Alright! Now our objects are updating and we need to create API using REST Framework.

Now, create serializers.py inside our app.

Serializers allow complex data such as querysets and model instances to be converted to native Python datatypes that can then be easily rendered into JSON, XML or other content types.

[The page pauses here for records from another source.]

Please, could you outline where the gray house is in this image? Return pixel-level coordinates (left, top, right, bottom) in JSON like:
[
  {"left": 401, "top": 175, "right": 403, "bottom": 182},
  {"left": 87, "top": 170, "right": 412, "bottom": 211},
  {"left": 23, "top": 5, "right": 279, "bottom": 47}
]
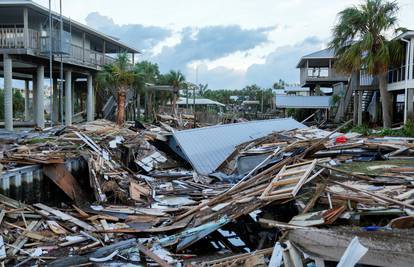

Serializers also provide deserialization, allowing parsed data to be converted back into complex types, after first validating the incoming data.

#serializers.py

from rest_framework import serializers
from .models import Cryptocurrency


class CryptocurrencySerializer(serializers.ModelSerializer):
    class Meta:
        model = Cryptocurrency
        fields = ['cryptocurrency', 'price', 'market_cap', 'change']

The ModelSerializer class provides a shortcut that lets you automatically create a Serializer class with fields that correspond to the Model fields.

For more information take look documentation

Next step is building API views, so open views.py:

#views.py
from django.shortcuts import render
from rest_framework import generics
from .models import Cryptocurrency
from .serializers import CryptocurrencySerializer

class ListCryptocurrencyView(generics.ListAPIView):
    """
    Provides a get method handler.
    """
    queryset = Cryptocurrency.objects.all()
    serializer_class = CryptocurrencySerializer

and finally configure urls.py

#urls.py
from django.contrib import admin
from django.urls import path
from trackingAPI.views import ListCryptocurrencyView

urlpatterns = [
    path('admin/', admin.site.urls),
    path('', ListCryptocurrencyView.as_view()),
]

when you run the server and celery (separate terminals) you will see following result:

Try to refresh the page every 15 second or every minute and you will notice that values are changing.